No dia seguinte, às 7h30, ela tomava café da manhã com Eduardo Suplicy como se viesse de beber Château Pétrus e dormir dez horas. Mais meia hora e lá estava ela, junto com o senador, Jo e um repórter, rumo ao presídio da Papuda, que fica na estrada para Goiânia. Viajaram espremidos porque Suplicy abriu mão, desde que tomou posse, em 1991, do direito de usar um carro do Senado. Dirige ele mesmo um Chevrolet Kadett fora de linha, de uma safra perdida no tempo, sem ar-condicionado. Pilota-o ao estilo Suplicy: velocidade moderadíssima, algo vacilante, escutando a rádio do Senado no volume máximo, falando sobre o Renda Mínima e fazendo longuíssimas pausas para indagar o caminho a pedestres atônitos e, pelo celular, à secretária.
Na visita anterior a Battisti, ao chegar à Papuda, um amigo que o acompanhava anunciou aos carcereiros que lhe abriram a porta: “O senador Suplicy veio se entregar.” Todo mundo riu. Menos ele, que, sem perceber a piada, informou: “Não é verdade, ele está brincando.”
Depois de abraçar Battisti, Fred Vargas instou o preso a sentar de frente para uma ampla janela, para que pudesse contemplar o cerrado, árvores, pássaros. Battisti não quis. “Vocês são os belos pássaros que quero admirar”, disse, referindo-se a Jo e à romancista.
Cesare Battisti quis saber detalhes do seu processo, da situação de suas duas filhas, que Jo Vargas visita com frequência, e da possibilidade de usar um computador para terminar o livro que escrevia quando foi preso, no Rio. Ele fica sozinho numa célula das quatro da tarde às oito da manhã. Durante o dia, pode caminhar num corredor. E se distrai, quando a angústia dá uma trégua, lendo e fazendo exercícios.
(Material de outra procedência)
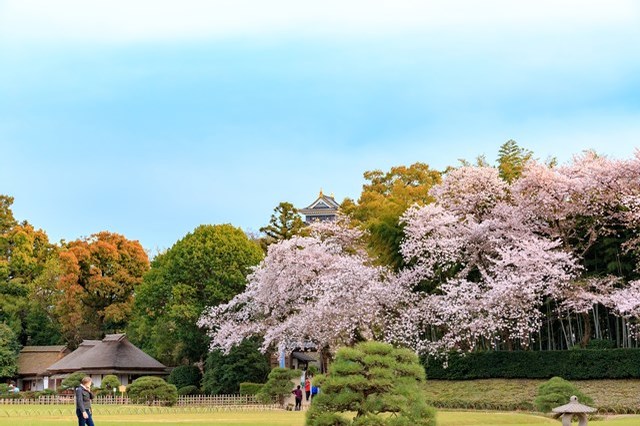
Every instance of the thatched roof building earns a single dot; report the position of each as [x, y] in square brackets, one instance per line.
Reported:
[33, 362]
[112, 355]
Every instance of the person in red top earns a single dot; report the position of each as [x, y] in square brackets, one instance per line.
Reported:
[307, 388]
[298, 393]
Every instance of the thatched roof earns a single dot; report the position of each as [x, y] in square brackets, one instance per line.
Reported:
[34, 360]
[112, 354]
[69, 363]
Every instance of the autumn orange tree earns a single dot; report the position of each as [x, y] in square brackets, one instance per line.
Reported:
[98, 278]
[384, 198]
[25, 256]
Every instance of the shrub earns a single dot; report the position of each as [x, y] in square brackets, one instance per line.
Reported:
[244, 363]
[73, 380]
[248, 388]
[377, 382]
[149, 389]
[189, 390]
[185, 375]
[556, 392]
[109, 382]
[46, 392]
[581, 364]
[278, 385]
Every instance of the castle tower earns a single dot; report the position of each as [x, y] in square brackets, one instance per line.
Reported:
[323, 208]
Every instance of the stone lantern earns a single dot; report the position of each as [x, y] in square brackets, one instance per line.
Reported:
[573, 408]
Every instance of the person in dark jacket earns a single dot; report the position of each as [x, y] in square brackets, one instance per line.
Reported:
[83, 402]
[298, 394]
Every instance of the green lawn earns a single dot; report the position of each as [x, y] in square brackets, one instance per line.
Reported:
[120, 416]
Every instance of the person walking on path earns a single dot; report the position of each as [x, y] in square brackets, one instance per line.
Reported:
[307, 388]
[83, 402]
[298, 393]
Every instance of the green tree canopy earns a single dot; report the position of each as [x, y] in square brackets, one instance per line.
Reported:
[285, 223]
[205, 268]
[9, 349]
[278, 385]
[384, 198]
[185, 375]
[512, 159]
[244, 363]
[377, 382]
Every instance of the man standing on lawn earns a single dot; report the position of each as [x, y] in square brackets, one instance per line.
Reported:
[83, 402]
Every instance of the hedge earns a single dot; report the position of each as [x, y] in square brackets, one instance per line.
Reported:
[248, 388]
[571, 365]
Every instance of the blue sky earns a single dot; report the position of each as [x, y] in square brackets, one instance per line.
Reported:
[149, 118]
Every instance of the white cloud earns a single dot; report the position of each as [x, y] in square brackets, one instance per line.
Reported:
[151, 20]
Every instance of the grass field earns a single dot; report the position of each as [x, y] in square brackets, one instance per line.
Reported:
[122, 416]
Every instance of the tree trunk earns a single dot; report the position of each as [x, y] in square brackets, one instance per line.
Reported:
[587, 330]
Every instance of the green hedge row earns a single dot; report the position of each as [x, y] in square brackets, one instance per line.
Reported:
[248, 388]
[571, 365]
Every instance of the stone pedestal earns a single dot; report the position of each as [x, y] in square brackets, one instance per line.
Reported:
[573, 408]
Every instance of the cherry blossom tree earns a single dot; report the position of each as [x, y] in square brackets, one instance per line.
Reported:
[319, 289]
[487, 258]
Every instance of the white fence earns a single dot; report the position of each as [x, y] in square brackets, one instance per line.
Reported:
[183, 400]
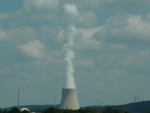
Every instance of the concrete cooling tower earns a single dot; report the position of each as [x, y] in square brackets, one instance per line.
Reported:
[69, 99]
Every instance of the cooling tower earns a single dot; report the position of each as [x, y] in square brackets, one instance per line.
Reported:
[69, 99]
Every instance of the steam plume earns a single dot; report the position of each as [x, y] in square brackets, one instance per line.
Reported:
[71, 32]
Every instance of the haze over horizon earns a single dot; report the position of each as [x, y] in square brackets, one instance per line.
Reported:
[112, 51]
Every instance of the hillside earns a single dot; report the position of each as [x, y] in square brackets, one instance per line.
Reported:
[140, 107]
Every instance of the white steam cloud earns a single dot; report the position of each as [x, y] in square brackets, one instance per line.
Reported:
[71, 32]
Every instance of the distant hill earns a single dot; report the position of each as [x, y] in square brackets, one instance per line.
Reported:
[140, 107]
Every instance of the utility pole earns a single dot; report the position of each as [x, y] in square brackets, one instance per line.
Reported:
[18, 98]
[54, 101]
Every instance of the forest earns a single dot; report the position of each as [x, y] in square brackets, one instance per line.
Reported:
[55, 110]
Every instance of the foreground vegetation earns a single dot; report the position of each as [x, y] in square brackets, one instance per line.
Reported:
[55, 110]
[81, 110]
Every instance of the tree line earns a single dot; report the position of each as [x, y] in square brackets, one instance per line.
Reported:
[81, 110]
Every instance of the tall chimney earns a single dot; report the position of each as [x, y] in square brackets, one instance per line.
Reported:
[69, 99]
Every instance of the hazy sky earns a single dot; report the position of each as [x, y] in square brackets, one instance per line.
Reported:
[112, 51]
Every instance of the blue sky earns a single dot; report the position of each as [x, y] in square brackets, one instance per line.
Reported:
[112, 55]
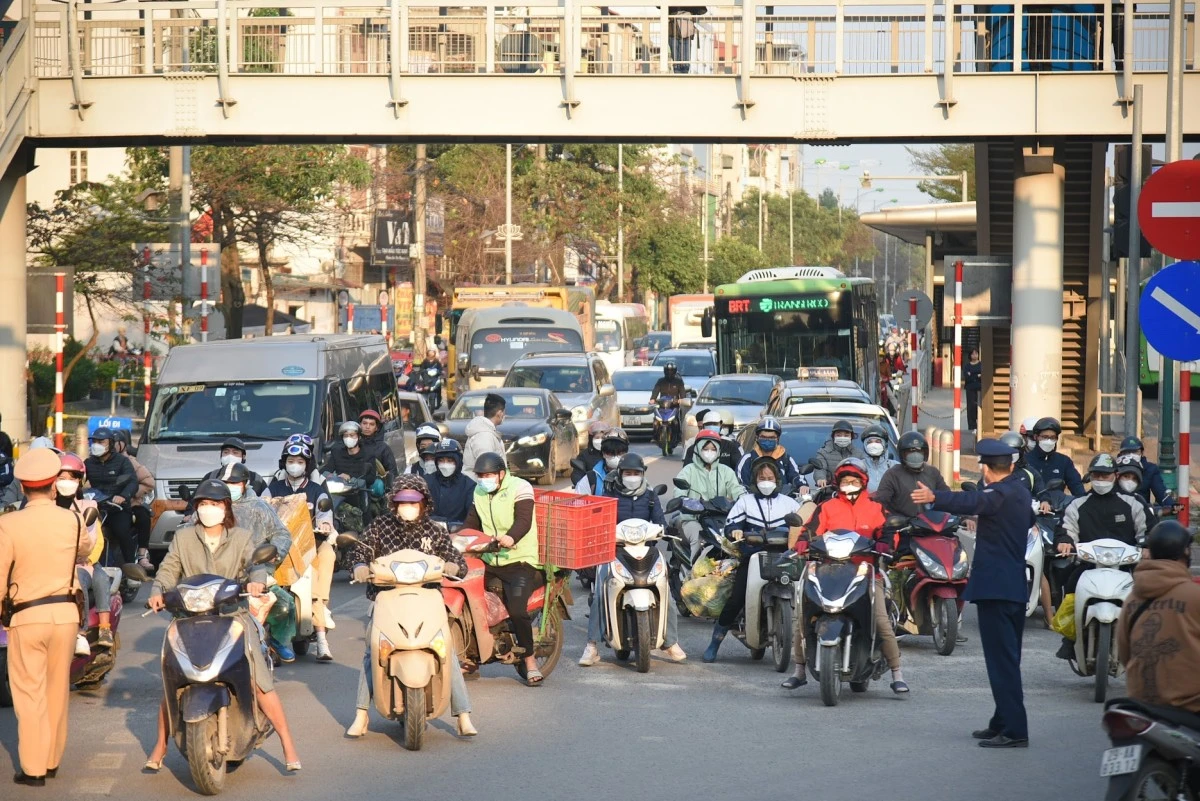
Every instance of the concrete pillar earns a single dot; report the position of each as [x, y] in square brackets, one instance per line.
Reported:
[1037, 294]
[12, 318]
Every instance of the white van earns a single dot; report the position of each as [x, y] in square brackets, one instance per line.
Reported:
[261, 391]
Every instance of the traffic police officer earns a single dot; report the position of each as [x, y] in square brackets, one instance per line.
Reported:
[39, 548]
[997, 583]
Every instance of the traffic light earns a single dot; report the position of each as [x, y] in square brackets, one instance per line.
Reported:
[1121, 192]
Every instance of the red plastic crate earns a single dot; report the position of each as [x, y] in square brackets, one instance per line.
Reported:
[575, 531]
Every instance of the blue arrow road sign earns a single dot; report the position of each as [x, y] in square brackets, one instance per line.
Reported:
[1170, 311]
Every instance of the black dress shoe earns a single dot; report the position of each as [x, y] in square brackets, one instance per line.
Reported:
[1005, 741]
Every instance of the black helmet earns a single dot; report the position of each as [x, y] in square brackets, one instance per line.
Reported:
[211, 489]
[234, 474]
[1169, 540]
[1048, 425]
[913, 441]
[490, 463]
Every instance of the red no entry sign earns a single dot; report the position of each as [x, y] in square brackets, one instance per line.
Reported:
[1169, 209]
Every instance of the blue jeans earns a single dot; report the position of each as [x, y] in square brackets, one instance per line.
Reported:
[595, 618]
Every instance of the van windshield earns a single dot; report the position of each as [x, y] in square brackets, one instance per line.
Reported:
[263, 410]
[496, 349]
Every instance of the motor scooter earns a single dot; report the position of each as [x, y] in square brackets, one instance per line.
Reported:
[1099, 595]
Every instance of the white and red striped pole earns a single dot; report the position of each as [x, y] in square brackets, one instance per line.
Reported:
[912, 357]
[1185, 479]
[958, 369]
[59, 333]
[204, 295]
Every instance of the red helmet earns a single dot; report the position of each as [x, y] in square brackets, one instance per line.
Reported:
[71, 463]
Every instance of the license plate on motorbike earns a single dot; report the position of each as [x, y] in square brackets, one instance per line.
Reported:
[1117, 762]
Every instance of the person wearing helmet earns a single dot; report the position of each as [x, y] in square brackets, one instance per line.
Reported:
[216, 544]
[451, 491]
[875, 445]
[635, 500]
[839, 447]
[588, 458]
[613, 446]
[898, 483]
[503, 509]
[1161, 613]
[852, 510]
[483, 434]
[767, 445]
[1152, 483]
[408, 525]
[427, 437]
[1047, 459]
[113, 475]
[763, 507]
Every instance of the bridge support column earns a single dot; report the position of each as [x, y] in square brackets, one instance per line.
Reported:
[1037, 289]
[12, 309]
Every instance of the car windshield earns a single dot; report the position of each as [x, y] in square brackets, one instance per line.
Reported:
[688, 363]
[520, 407]
[263, 410]
[735, 392]
[635, 380]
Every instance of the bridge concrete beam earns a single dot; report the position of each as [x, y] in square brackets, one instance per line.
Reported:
[627, 108]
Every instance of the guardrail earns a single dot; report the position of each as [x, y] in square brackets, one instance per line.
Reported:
[145, 37]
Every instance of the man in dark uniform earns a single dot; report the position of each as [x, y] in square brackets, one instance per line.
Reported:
[997, 583]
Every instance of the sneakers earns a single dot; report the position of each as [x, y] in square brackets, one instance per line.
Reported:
[591, 656]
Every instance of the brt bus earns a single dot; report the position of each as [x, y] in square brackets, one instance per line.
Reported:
[783, 319]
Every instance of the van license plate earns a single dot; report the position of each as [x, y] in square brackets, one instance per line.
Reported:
[1117, 762]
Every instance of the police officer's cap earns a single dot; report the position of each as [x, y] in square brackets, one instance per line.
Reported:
[37, 468]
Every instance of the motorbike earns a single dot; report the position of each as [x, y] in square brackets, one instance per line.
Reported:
[411, 670]
[838, 608]
[211, 705]
[635, 595]
[1155, 751]
[929, 585]
[1099, 596]
[479, 620]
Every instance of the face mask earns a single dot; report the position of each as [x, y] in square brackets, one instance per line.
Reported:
[210, 516]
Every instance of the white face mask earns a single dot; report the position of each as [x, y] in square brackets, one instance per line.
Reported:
[210, 516]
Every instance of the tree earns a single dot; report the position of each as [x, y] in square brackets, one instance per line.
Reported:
[945, 160]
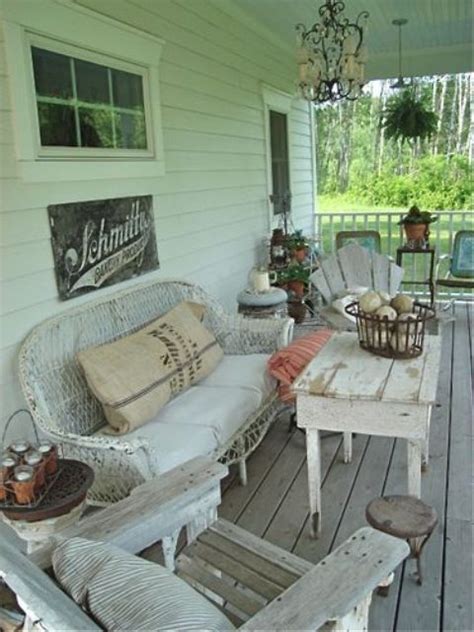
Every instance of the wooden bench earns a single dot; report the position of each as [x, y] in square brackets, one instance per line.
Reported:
[221, 560]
O escritor está aflito com a demora do Supremo Tribunal Federal em marcar a data do seu julgamento. “Estou preso no Brasil há dois anos e três meses”, disse ele. “É mais do que fiquei na cadeia na Itália. Já paguei pelos meus erros e não matei ninguém.” Seu advogado Luis Roberto Barroso explica: “Não é razoável que, desde janeiro, quando o ministro Tarso Genro lhe concedeu refúgio político, Battisti continue preso.”
Fred Vargas explicou ao preso o que fazer para se proteger da gripe suína se uma epidemia se espalhar pelo presídio. E, como fez com outros parlamentares, pediu a Suplicy que lhe apresentasse alguém do Ministério da Saúde para discutir o assunto. Em Paris, ela integra um comitê de autoridades sanitárias que estuda medidas preventivas e, no caso de uma mutação do vírus, a adoção de um plano de emergência para evitar uma catástrofe como a gripe espanhola, que vitimou 150 milhões de pessoas.
Dias depois, já de volta a Paris, a escritora leu uma reportagem na Carta Capital sobre o escândalo do Senado. “Suplicy admite ter doado passagens (quem sabe para Freddy Vargas, a escritora que sustenta a inocência de Cesare Battisti)”, escreveu a revista, que faz campanha em defesa da posição do governo de Silvio Berlusconi: o escritor deve ser extraditado e cumprir a pena de prisão perpétua na Itália.
“É uma afirmação imunda, infamante e caluniosa”, reagiu Fred Vargas. “Como tenho todos os recibos das passagens que paguei para viajar ao Brasil, falei com meu advogado para abrir um processo contra a revista.” A insinuação também revela ignorância: a romancista, que não se chama “Freddy”, vendeu centenas de milhares de livros em toda a Europa, mora numa bela casa nas imediações do cemitério de Montparnasse (e não num quarto e sala na periferia) e tem outra casa, do século XVII, na Normandia. Não precisa de passagens do Senado para defender uma causa na qual acredita.